Creeping into Operations
The next phase of the inflection point represented by the digital revolution was to change how companies performed their basic business functions. Firms such as CEMEX, the Mexican cement supplier, found that digital enabled them to service customers in entirely new and very compelling ways. For instance, in its ready-mix concrete business, CEMEX realized that a just-in-time service solution would be far more valuable to construction customers than a solution that relied on being able to project needs and utilization in advance. Using insights from companies such as Dell, CEMEX created a just-in-time call center mode. When customers needed cement delivered, they would place an order and, within a relatively short period of time, receive a delivery.

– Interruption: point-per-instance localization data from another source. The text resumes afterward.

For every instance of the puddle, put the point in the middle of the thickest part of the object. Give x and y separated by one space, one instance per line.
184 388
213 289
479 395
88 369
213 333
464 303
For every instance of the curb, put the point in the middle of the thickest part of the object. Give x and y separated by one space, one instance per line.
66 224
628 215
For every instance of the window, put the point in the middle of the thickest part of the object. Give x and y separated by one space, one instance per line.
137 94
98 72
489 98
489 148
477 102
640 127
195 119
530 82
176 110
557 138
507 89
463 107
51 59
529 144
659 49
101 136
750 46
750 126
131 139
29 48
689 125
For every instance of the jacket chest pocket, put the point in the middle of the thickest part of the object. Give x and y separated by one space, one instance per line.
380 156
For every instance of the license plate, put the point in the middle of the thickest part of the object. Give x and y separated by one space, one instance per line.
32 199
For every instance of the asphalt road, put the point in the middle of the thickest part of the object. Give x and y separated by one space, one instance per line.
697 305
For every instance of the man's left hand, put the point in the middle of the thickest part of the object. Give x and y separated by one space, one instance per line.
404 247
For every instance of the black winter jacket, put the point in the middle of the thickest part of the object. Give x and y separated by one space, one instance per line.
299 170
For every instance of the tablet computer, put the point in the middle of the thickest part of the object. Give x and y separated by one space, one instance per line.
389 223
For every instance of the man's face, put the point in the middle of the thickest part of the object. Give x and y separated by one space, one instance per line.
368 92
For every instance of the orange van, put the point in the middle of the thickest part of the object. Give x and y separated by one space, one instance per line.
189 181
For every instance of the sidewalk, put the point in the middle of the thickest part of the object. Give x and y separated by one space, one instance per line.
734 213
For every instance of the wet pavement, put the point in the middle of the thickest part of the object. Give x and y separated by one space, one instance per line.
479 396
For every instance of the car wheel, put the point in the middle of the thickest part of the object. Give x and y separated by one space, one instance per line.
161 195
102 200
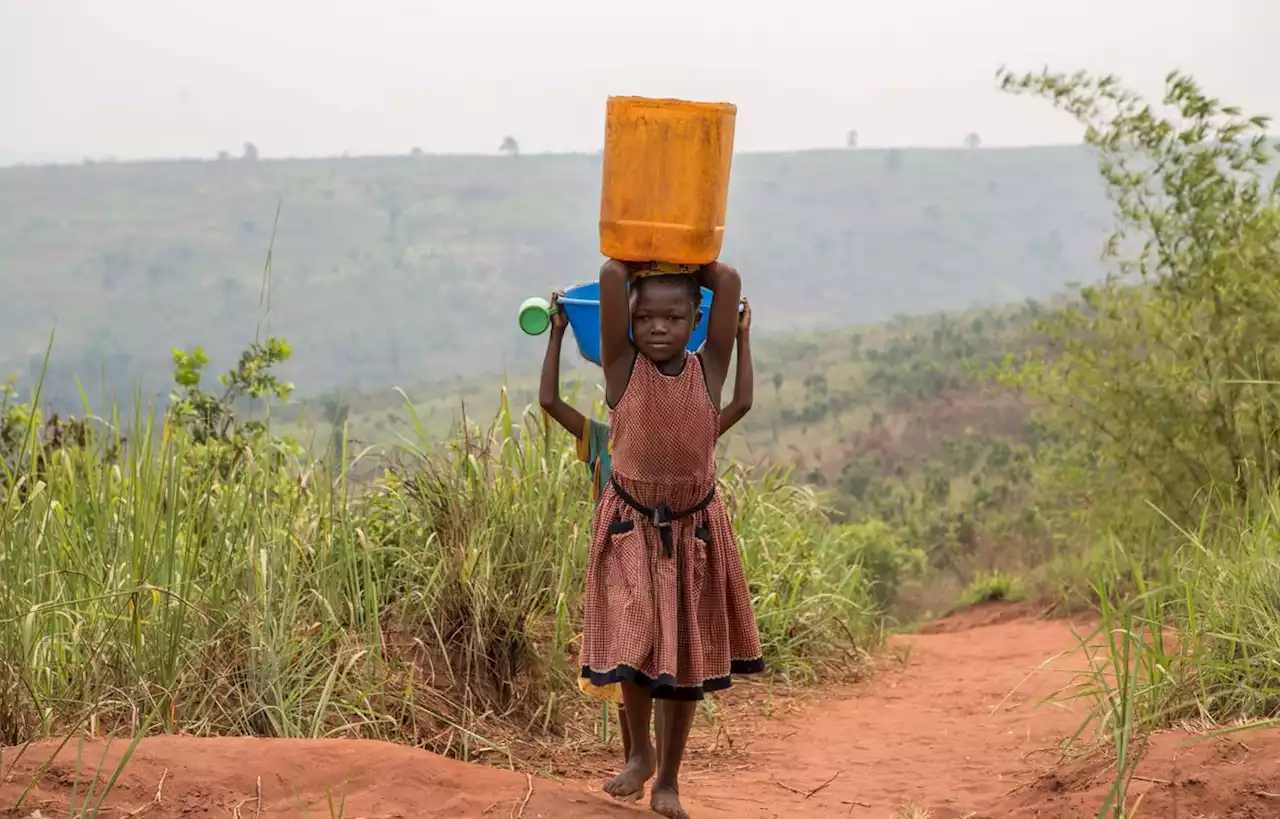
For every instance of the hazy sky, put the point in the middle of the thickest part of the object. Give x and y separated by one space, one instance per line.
149 78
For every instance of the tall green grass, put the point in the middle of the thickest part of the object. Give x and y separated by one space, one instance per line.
1189 635
437 605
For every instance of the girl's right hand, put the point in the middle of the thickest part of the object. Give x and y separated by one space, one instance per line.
558 320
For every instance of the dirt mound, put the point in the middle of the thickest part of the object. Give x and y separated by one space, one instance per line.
981 616
1229 777
196 778
954 727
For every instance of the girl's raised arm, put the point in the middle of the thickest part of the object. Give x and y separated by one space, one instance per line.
617 352
726 286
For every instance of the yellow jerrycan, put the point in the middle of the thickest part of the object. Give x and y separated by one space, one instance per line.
664 186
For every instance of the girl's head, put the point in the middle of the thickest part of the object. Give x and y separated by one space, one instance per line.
664 310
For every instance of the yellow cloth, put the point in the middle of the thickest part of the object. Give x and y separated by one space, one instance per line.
609 694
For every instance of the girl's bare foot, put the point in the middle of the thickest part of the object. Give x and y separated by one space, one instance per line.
639 769
664 801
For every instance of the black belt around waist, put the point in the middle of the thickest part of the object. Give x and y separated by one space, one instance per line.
662 516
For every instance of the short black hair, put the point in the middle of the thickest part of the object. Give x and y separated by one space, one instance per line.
682 279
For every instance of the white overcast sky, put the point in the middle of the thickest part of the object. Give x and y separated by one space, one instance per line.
154 78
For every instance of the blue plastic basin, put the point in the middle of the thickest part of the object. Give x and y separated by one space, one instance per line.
581 306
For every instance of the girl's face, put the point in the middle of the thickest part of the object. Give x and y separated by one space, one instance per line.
662 320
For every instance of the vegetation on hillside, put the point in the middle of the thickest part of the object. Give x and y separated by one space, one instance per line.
408 270
1159 397
208 576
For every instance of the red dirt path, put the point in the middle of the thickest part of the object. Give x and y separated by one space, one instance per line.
950 731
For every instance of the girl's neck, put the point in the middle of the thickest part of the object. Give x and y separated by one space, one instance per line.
672 366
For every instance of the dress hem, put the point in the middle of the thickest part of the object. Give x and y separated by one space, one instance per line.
663 686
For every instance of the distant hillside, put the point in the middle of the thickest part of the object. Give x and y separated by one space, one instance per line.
398 270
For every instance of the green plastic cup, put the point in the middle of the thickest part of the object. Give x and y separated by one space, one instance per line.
535 315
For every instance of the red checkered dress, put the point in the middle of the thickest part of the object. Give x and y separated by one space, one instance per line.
677 625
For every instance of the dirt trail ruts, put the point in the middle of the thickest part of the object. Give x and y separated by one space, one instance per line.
951 731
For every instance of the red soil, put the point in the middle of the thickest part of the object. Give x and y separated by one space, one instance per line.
950 727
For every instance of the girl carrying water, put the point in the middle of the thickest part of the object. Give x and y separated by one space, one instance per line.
666 611
593 444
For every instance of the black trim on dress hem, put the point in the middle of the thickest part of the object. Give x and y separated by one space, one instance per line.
663 687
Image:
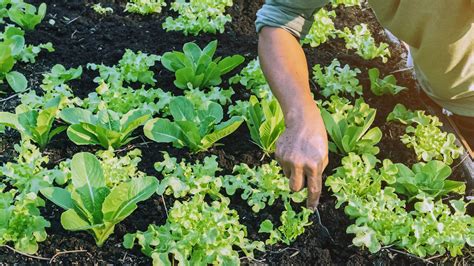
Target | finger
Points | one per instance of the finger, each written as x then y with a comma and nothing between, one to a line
314,180
297,178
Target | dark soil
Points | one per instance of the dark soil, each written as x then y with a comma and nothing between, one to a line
80,36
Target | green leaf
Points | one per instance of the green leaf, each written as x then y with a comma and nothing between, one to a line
17,81
59,196
123,199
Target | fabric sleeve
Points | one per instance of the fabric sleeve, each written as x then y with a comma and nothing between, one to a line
295,16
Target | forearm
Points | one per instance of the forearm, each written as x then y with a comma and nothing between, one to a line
284,64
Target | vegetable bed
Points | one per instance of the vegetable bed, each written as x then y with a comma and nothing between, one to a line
81,36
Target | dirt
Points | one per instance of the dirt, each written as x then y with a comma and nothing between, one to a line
80,36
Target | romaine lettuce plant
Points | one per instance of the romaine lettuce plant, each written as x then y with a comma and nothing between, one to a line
292,225
184,178
322,29
426,178
335,80
253,79
197,16
124,99
196,68
196,233
425,136
29,173
33,124
196,129
349,126
90,205
133,67
145,7
361,40
106,128
265,122
21,221
261,186
26,15
387,85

This phase of the digital revolution rocked many of the taken-for-granted assumptions in the world of operations. Costly, high-friction transactions were replaced with relatively inexpensive, low-friction transactions, opening up vast possibilities.
Next, to Products and Services
In light of the new possibilities that digital enabled, it was only a matter of time until digital products and services became meaningful participants in a great many arenas. Entertainment and media were utterly changed as photos, books, movies, magazines, and other content “went digital” and created not only different products but also different consumption experiences. In effect, products came to consumers—consumers no longer had to go to them.
The attributes of even ordinary products and services in this phase were altered as well with the addition of a digital component. Automakers and their suppliers, for instance, started to consider how the addition of communicative technologies to automobiles could result in a change from cars that are essentially focused on transportation to cars that are nodes in a connected network. Profits are likely to shift as well, away from selling the cars themselves to offering all kinds of services, including auto repair, diagnosis, and insurance. In addition, all the data cars generate will have value of its own, in applications that are still to be invented.
And Then
to Business Models
Digital is at its most disruptive when it changes the parameters that have held conventional business models in place. As discussed earlier in this book, it is extraordinarily difficult for incumbent decision-makers to “see” that the traditional rules they operate under have changed, often because they are simply not looking.
Take insurance. Digital technologies have the potential to completely change the way the different components of the traditional value chain are managed. Further, digital business models can often be delivered far less expensively than traditional models, creating enormous pricing pressure for incumbents.
Distribution—The traditional broker “selling” a customer on policies disappears, to be replaced by an interactive, on-demand experience, probably through a mobile device. Because this is now feasible and affordable, more and more insurance offerings can be provided “on demand” based on usage, more tightly fitting the provision of insurance services to the actual activity being insured. Smart contracts facilitated by blockchain technology could even become self-executing, eliminating piles of paper and tedious record keeping.